I first met Drew at MIT, and first saw Dropbox when he was showing off what he
was hacking on on his Windows laptop in a coffee shop in Cambridge at the
start of the summer. My user id is 88, haha. The batch was tiny by today’s
standards (what was it, 20 companies? less?). YC invested $5k plus $5k per
founder, for food and rent and servers for three months, in exchange for 2-10%
of your company. You could have office hours with Paul every week if you
wanted. At the end of the summer, a bunch of us moved out west and lived in
Crystal Tower in SF. When Drew raised $1m from Sequoia, I was shocked! YC
founders at the beginning of the summer were generally two guys with an idea
(if that), so raising VC out of the gate was rare. AppJet was another favorite
of the batch, and we raised $90k from several angels to keep going. YC had
already had its first acquisitions, like Zenter (presentation software
acquired by Google).

In those days, the entire YC community was smaller than one batch today.

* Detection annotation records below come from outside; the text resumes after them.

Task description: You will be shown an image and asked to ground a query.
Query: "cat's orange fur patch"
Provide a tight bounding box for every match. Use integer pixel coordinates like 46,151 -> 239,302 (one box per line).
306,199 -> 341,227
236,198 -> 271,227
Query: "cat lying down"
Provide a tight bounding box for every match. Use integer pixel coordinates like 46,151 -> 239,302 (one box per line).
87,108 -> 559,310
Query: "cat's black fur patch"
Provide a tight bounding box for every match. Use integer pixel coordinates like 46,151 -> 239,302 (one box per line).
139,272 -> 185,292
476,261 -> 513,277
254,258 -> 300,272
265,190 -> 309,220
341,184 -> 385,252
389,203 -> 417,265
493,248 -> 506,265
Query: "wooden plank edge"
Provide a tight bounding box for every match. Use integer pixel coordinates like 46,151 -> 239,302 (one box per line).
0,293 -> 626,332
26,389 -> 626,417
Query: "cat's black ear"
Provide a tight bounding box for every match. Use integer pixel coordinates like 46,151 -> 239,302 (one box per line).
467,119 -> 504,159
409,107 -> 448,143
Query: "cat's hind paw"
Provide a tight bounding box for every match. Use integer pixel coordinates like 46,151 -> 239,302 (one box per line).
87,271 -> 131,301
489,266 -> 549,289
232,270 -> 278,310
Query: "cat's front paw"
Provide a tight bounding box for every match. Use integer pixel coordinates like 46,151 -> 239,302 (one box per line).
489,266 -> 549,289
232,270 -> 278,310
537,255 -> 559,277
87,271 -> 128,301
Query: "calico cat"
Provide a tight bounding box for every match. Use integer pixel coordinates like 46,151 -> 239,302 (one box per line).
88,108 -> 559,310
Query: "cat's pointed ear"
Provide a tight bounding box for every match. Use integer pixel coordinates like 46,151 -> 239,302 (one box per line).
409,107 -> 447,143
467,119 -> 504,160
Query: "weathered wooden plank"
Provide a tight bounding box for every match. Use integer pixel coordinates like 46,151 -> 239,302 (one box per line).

It is amazing to me to see start-ups I remember from back then still going,
and even become household names. AirBnB (2008). Weebly (2006) is even older
than Dropbox.

Way to change the world, PG and Jessica. And of course Drew and Arash!

------
simonebrunozzi
My favorite part of Jessica's memory:

"he suggested Drew delete his Demo Day presentation in the middle of giving
it, and then recover it from Dropbox and keep going. Usually we don’t suggest
gags like this during pitches, but this one made people pay attention."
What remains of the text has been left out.